Researchers have now discovered two new species of bone-devouring worms, thriving on whale skeletons and shipwrecks around Antarctica.

The worms- Osedax antarcticus and Osedax deceptionensis were found by researchers at London's Natural History Museum and their colleagues. The worms are few millimeters long with a central trunk that has four finger-like projections, AFP reported.

Recently, another team of researchers had found nine species of organisms, including bone-eating worms, which are also called zombie worms, in a whale carcass in Antarctica.

The zombie worms have no eyes, legs, mouth or stomach. They use their roots to invade the bones of dead whales breaking down fats inside the bones with the help of certain bacteria. These bizarre worms are placed in a genus called Osedax, which in Latin means "bone devourer."

Earlier, BBC had reported the discovery of these worms in a three-million-year-old fossil in Italy.

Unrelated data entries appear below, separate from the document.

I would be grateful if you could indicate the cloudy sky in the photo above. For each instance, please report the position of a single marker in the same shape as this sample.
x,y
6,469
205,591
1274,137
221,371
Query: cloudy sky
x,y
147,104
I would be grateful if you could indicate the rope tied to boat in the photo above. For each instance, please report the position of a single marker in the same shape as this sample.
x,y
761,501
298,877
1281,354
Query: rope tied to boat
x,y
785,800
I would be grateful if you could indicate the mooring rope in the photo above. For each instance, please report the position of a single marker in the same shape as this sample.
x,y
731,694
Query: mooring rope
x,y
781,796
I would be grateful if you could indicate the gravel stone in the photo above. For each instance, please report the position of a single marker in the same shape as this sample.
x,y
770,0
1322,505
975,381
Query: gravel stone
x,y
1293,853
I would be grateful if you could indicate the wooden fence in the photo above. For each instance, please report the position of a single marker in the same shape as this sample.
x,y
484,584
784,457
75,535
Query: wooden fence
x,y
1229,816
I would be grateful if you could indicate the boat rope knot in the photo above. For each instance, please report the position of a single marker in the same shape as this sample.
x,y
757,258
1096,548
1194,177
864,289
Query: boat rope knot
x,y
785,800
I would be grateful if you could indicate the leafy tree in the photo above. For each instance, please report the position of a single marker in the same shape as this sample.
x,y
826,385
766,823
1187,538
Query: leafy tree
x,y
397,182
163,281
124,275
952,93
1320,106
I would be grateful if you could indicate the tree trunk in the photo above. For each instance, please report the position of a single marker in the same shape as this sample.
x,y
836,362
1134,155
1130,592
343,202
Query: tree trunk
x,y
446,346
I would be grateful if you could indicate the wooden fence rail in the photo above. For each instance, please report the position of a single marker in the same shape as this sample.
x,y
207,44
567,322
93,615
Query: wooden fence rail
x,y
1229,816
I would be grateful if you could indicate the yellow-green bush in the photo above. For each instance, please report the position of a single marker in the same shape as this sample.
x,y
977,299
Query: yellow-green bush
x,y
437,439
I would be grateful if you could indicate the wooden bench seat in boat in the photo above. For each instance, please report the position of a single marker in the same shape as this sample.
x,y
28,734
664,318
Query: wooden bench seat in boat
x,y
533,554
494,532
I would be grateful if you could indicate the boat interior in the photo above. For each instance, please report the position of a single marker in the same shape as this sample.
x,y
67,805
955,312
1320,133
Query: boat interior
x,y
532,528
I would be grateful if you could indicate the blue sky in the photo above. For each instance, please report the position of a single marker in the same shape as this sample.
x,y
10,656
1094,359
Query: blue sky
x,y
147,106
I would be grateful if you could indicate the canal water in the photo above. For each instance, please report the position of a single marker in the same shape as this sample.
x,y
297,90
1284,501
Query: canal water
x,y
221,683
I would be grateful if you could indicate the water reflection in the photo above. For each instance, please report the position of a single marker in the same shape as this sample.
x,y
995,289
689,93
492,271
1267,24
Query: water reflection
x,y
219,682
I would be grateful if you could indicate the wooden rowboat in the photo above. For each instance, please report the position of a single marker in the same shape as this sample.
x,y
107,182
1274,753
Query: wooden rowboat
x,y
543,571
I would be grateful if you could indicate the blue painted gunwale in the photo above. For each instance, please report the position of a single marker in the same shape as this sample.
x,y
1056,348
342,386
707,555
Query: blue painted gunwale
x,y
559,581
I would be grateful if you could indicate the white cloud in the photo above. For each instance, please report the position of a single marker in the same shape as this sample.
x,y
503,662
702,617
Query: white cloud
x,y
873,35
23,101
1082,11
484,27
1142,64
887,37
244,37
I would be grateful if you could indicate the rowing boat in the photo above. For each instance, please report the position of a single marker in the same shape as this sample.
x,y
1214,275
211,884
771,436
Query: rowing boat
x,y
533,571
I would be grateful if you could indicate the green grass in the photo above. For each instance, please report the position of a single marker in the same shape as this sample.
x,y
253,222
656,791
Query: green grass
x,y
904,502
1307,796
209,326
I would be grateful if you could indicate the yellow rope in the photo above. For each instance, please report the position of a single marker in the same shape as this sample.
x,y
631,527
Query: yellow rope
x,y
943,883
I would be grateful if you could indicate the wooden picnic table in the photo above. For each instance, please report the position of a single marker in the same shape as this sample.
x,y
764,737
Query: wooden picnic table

Researchers who conducted the present study said that they were surprised that the shipwrecks didn't have any wood-eating mollusks like Xylophagainae. These wood eaters are commonly found on the ocean floor around shipwrecks.

"Over the course of a year, we deployed and recovered a piece of underwater equipment called a deep-sea lander, laden with the most unusual cargo-large whale bones and planks of wood," Adrian Glover of London's Natural History Museum, co author of the study, told AFP."When we recovered the bones and wood we'd put on the sea floor, the results were obvious immediately: the bones were infested by a carpet of red-plumed Osedax worms... but the wood planks were untouched, with not a trace of the wood-eating worms.

The deep-sea lander along with whale bones was deployed in 2007 at two sites in the Bransfield Strait. Another lander was deposited in Whalers Bay, near Deception Island, off the west Antarctic Peninsula, reported sciencemag.

The study is published in the journal Proceedings of the Royal Society B.